My first choice would be to break the first variable apart with read, then put the (updated) pieces back together.

IFS=_ read f1 f2 <<< "$variable1"
# Option 1
variable2=$((f1 + 1))_$f2
# Option 2
printf -v variable2 '%s_%s" "$((f1 + 1))" "$f2"

You can also use parameter expansion to do the parsing:

f1=${variable%_*}
f2=${variable#*_}

You can also use a regular expression, which is more readable for parsing but much longer to put the pieces back together (BASH_REMATCH could use a shorter synonym).

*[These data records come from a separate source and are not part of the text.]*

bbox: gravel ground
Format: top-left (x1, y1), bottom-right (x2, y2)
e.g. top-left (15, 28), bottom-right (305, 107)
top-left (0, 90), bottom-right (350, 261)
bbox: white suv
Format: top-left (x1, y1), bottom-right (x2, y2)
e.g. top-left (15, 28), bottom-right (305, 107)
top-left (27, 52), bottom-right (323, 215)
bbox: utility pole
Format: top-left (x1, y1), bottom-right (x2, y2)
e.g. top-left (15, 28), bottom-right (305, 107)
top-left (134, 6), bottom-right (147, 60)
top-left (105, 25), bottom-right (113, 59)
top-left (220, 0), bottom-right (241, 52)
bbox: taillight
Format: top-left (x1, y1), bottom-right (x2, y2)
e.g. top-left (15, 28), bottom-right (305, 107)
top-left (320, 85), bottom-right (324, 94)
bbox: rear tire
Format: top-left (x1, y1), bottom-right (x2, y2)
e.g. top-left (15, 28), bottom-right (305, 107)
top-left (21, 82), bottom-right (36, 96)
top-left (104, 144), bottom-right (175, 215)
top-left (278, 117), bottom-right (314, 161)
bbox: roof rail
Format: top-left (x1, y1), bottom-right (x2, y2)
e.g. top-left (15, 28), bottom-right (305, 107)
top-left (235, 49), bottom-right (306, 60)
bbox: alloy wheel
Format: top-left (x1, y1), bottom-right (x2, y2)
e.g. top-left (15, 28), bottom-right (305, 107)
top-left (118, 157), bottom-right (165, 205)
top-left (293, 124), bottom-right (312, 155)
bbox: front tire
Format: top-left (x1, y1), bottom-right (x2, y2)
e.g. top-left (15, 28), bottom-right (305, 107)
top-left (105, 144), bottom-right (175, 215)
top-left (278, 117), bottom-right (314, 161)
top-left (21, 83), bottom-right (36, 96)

[[ $variable1 =~ (.*)_(.*) ]] && 
  f1=$((${BASH_REMATCH[1]}+1)) f2=${BASH_REMATCH[2]}

The first and third options also allow the possibility of working with an array:

# With read -a
IFS=_ read -a f <<< "$variable1"
variable2=$(IFS=_; echo "${f[*]}")

# With regular expression
[[ $variable1 =~ (.*)_(.*) ]]
variable2=$(IFS=_; echo "${BASH_REMATCH[*]:1:2}")

Answer 3

You can use awk:

awk 'BEGIN{FS=OFS="_"}{$1+=1}1' <<< "${variable1}"

While this needs an external process to spawn (a bit slower) it's easier to read/write. Decide for yourself what is more important for you here.

To store the return value in a variable, use command substitution:

variable2=$(awk 'BEGIN{FS=OFS="_"}{$1+=1}1' <<< "${variable1}")